Rui lo incenerì con lo sguardo, ma la risata cristallina dell’aliena dal viso tondo e stanco, incorniciato da una folta frangetta nera, gli fece capire che, come al solito, lei non avrebbe dato troppo peso alla battutina gratuita: « Ti ringrazio delle parole gentili, Kert. Ma potresti anche chiamarmi con il mio nome. »
« Cerco solo di renderti onore, Espera(****). »
Espera sorrise divertita, sfiorando con leggerezza il dorso della mano di Rui come a tranquillizzarlo, poi stese il collo fino a sbirciare il monitor sospeso nell’aria.
« Le avete identificate? »
« Il loro principale ritrovo, sì, » ricapitolò Rui, poggiandole una mano sull’incavo della schiena, « Ma ci sono ancora abbastanza incognite su di loro. »
La ragazza corrugò la fronte nell’osservare la figurina dai capelli color miele che entrava e usciva da una porta: « Sembra… così giovane. »
« Meglio così, » commentò roco Kert con soddisfazione, « Sarà più facile metterle fuori gioco e completare questa missione al più presto. Scommetto che la nostra inaspettata ospite non veda l’ora di tornare a casa. »

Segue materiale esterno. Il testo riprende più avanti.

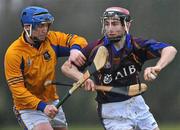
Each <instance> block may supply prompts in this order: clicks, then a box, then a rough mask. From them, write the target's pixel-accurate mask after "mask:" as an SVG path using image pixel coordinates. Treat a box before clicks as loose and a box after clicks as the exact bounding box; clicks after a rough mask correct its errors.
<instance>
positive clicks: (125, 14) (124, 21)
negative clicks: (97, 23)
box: [101, 7, 131, 42]
mask: <svg viewBox="0 0 180 130" xmlns="http://www.w3.org/2000/svg"><path fill="white" fill-rule="evenodd" d="M107 19H112V20H119V21H120V22H121V24H122V26H124V27H125V31H126V33H129V32H128V28H127V22H131V17H130V15H129V11H128V10H127V9H124V8H121V7H110V8H107V9H106V10H105V12H104V13H103V16H102V18H101V22H102V34H103V35H106V30H105V24H104V23H105V21H106V20H107ZM122 37H123V36H118V37H114V38H108V39H109V40H110V41H112V42H118V41H120V40H121V39H122Z"/></svg>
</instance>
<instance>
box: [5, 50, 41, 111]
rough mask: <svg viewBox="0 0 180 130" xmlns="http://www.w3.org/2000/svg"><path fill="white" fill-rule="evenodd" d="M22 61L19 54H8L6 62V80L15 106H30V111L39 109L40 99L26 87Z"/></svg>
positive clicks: (6, 58) (5, 59) (7, 54)
mask: <svg viewBox="0 0 180 130" xmlns="http://www.w3.org/2000/svg"><path fill="white" fill-rule="evenodd" d="M21 61H22V57H21V56H19V55H18V54H13V53H11V52H7V53H6V55H5V61H4V66H5V76H6V80H7V83H8V86H9V88H10V91H11V92H12V97H13V99H14V103H15V104H18V106H22V107H23V106H28V107H29V109H37V106H38V104H39V102H40V99H39V98H37V97H36V96H34V95H33V94H31V92H30V91H28V90H27V88H26V87H25V85H24V78H23V75H22V72H21V65H22V64H21Z"/></svg>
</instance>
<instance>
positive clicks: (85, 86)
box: [84, 79, 95, 91]
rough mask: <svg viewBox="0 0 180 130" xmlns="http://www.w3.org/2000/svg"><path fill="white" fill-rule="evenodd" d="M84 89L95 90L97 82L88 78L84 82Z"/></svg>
mask: <svg viewBox="0 0 180 130" xmlns="http://www.w3.org/2000/svg"><path fill="white" fill-rule="evenodd" d="M84 89H85V90H86V91H95V84H94V82H93V81H92V80H91V79H87V80H86V82H85V83H84Z"/></svg>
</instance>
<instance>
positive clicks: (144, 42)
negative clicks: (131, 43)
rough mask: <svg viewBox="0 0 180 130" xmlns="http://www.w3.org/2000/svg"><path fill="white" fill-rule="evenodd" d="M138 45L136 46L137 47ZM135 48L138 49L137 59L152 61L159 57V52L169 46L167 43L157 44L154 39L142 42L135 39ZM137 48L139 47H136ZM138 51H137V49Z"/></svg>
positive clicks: (137, 47) (144, 60) (159, 56)
mask: <svg viewBox="0 0 180 130" xmlns="http://www.w3.org/2000/svg"><path fill="white" fill-rule="evenodd" d="M137 43H138V45H137ZM135 44H136V45H135V47H136V49H137V48H140V50H141V51H140V54H139V57H140V58H141V59H142V60H143V61H146V60H149V59H154V58H157V57H160V56H161V50H162V49H163V48H165V47H168V46H170V44H168V43H163V42H158V41H156V40H154V39H150V40H142V39H136V42H135ZM137 46H139V47H137ZM137 50H138V49H137Z"/></svg>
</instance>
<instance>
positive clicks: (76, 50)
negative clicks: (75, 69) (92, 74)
mask: <svg viewBox="0 0 180 130" xmlns="http://www.w3.org/2000/svg"><path fill="white" fill-rule="evenodd" d="M68 61H69V62H70V63H74V64H75V65H77V66H78V67H80V66H82V65H84V64H85V61H86V57H85V56H84V55H83V54H82V52H81V51H79V50H77V49H72V50H71V51H70V56H69V59H68Z"/></svg>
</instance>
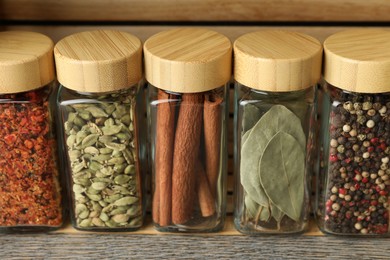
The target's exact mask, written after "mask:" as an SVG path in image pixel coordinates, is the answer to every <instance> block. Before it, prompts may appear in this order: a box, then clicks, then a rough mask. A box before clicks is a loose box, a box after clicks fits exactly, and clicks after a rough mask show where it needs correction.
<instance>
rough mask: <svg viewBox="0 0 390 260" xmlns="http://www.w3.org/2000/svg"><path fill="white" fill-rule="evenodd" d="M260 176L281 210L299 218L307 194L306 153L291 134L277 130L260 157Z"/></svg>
mask: <svg viewBox="0 0 390 260" xmlns="http://www.w3.org/2000/svg"><path fill="white" fill-rule="evenodd" d="M259 168H260V180H261V183H262V185H263V188H264V191H265V193H266V194H267V196H268V197H269V198H270V200H271V201H272V203H273V204H275V205H276V206H277V207H278V208H279V209H280V210H281V211H282V212H284V213H285V214H286V215H287V216H288V217H290V218H291V219H293V220H295V221H299V218H300V215H301V211H302V206H303V198H304V175H305V174H304V173H305V153H304V151H303V150H302V148H301V146H300V144H299V142H298V141H297V140H296V139H295V138H294V137H293V136H292V135H290V134H287V133H285V132H278V133H277V134H276V135H275V136H274V137H273V138H272V139H271V140H270V141H269V143H268V144H267V146H266V148H265V150H264V154H263V156H262V157H261V160H260V164H259Z"/></svg>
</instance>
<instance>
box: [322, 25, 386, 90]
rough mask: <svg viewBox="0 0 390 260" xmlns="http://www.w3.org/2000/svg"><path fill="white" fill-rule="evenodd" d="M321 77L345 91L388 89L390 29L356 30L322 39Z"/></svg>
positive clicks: (336, 33) (377, 89)
mask: <svg viewBox="0 0 390 260" xmlns="http://www.w3.org/2000/svg"><path fill="white" fill-rule="evenodd" d="M324 50H325V63H324V79H325V80H326V81H327V82H328V83H330V84H332V85H334V86H336V87H338V88H341V89H344V90H347V91H352V92H359V93H385V92H390V31H389V30H384V29H356V30H348V31H343V32H339V33H336V34H333V35H331V36H330V37H328V38H327V39H326V40H325V42H324Z"/></svg>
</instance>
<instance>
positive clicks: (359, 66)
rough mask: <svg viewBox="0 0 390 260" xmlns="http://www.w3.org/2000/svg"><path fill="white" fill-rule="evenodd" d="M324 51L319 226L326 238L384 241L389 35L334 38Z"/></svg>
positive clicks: (319, 175) (389, 79)
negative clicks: (346, 235)
mask: <svg viewBox="0 0 390 260" xmlns="http://www.w3.org/2000/svg"><path fill="white" fill-rule="evenodd" d="M324 51H325V56H324V59H325V62H324V66H325V67H324V80H325V84H324V86H323V91H321V92H322V94H323V95H322V97H323V98H322V108H321V118H322V120H321V138H320V154H319V156H318V158H319V159H320V161H319V163H320V164H319V172H318V176H317V185H318V186H317V195H316V196H317V198H316V205H315V206H316V207H315V209H316V217H317V223H318V225H319V227H320V229H321V230H322V231H323V232H326V233H330V234H336V235H359V236H385V235H386V236H388V234H389V221H390V219H389V210H390V206H389V202H390V197H389V192H390V164H389V157H390V74H389V71H390V31H389V30H384V29H364V30H362V29H360V30H359V29H358V30H348V31H343V32H339V33H336V34H334V35H332V36H330V37H329V38H327V39H326V40H325V42H324Z"/></svg>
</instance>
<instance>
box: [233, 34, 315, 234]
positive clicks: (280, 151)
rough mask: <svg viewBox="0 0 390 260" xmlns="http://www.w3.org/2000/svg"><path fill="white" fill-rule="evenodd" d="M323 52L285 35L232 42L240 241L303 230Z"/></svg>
mask: <svg viewBox="0 0 390 260" xmlns="http://www.w3.org/2000/svg"><path fill="white" fill-rule="evenodd" d="M321 60H322V46H321V44H320V42H319V41H318V40H316V39H314V38H313V37H310V36H308V35H305V34H301V33H295V32H290V31H274V30H271V31H257V32H253V33H248V34H245V35H243V36H241V37H240V38H238V39H237V40H236V41H235V43H234V63H235V67H234V80H235V97H234V105H235V111H234V116H235V126H234V128H235V129H234V136H235V138H234V139H235V141H234V147H235V155H234V156H235V172H236V182H235V211H234V224H235V227H236V229H237V230H238V231H240V232H241V233H244V234H250V235H258V234H281V233H282V234H288V233H301V232H304V231H305V230H306V229H307V227H308V223H309V210H310V206H309V205H310V181H311V175H312V170H313V155H314V147H315V138H314V134H315V132H314V129H315V110H316V89H317V83H318V81H319V79H320V76H321Z"/></svg>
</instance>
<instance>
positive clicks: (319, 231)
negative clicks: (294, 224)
mask: <svg viewBox="0 0 390 260" xmlns="http://www.w3.org/2000/svg"><path fill="white" fill-rule="evenodd" d="M145 222H146V223H145V225H144V226H143V227H142V228H140V229H139V230H136V231H133V232H121V234H126V235H172V234H175V233H169V232H158V231H156V230H155V229H154V226H153V223H152V220H151V218H150V217H147V218H146V221H145ZM52 233H53V234H113V233H112V232H90V231H79V230H77V229H75V228H73V227H72V226H71V225H70V224H66V225H65V226H64V227H63V228H61V229H59V230H57V231H54V232H52ZM114 234H117V233H114ZM176 234H177V233H176ZM181 235H190V236H194V235H195V236H196V235H198V236H204V235H207V236H240V235H242V234H241V233H240V232H238V231H237V230H236V229H235V227H234V223H233V216H227V217H226V222H225V226H224V228H223V229H222V230H221V231H219V232H214V233H181ZM303 235H305V236H323V233H322V232H321V231H320V230H319V229H318V227H317V225H316V224H315V222H314V221H313V220H310V222H309V227H308V229H307V231H306V232H305V233H304V234H303Z"/></svg>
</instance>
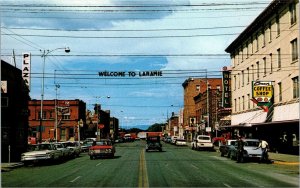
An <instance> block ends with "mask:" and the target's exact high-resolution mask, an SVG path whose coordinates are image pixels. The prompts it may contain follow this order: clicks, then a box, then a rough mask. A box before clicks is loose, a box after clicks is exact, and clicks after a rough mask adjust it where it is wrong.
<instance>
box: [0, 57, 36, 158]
mask: <svg viewBox="0 0 300 188" xmlns="http://www.w3.org/2000/svg"><path fill="white" fill-rule="evenodd" d="M29 100H30V97H29V90H28V87H27V86H26V84H25V82H24V80H23V78H22V71H21V70H20V69H18V68H16V67H15V66H12V65H10V64H8V63H7V62H5V61H2V60H1V162H9V161H19V160H20V159H21V154H22V153H23V152H25V151H26V149H27V133H28V121H27V119H28V101H29Z"/></svg>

Questa volta, gli occhi blu scuro di Espera lo guardarono con una punta di fastidio: « Non attribuirmi parole che non ho mai detto. »
« Vuoi forse rispondere che, però, non sia vero? »
Lei lo scrutò per un’altra manciata di secondi, prima di sorridere: « È merito tuo se abbiamo trovato questa elegante casa abbandonata da utilizzare come nostro alloggio, Kert. Non posso certo lamentarmi, non ci manca nulla. »
Lo sguardo dorato brillò di fastidio prima che l’alieno grugnisse scontroso, e Zaur ne approfittò per domandare: « Come vuoi procedere? »
« Almeno ventiquattro ore di sorveglianza prima di un eventuale attacco. Così da avere dati sufficienti da condividere anche con il Consiglio. »
Kert si schiarì la gola, e un sorrisetto maligno si ridipinse sulle sue labbra: « E dell’altro pezzo del piano cosa ne pensiamo? »
Espera, se possibile, impallidì ancora di più mentre Rui, con un guizzo della mascella, sibilò tra i denti: « Non è da discutere qui. »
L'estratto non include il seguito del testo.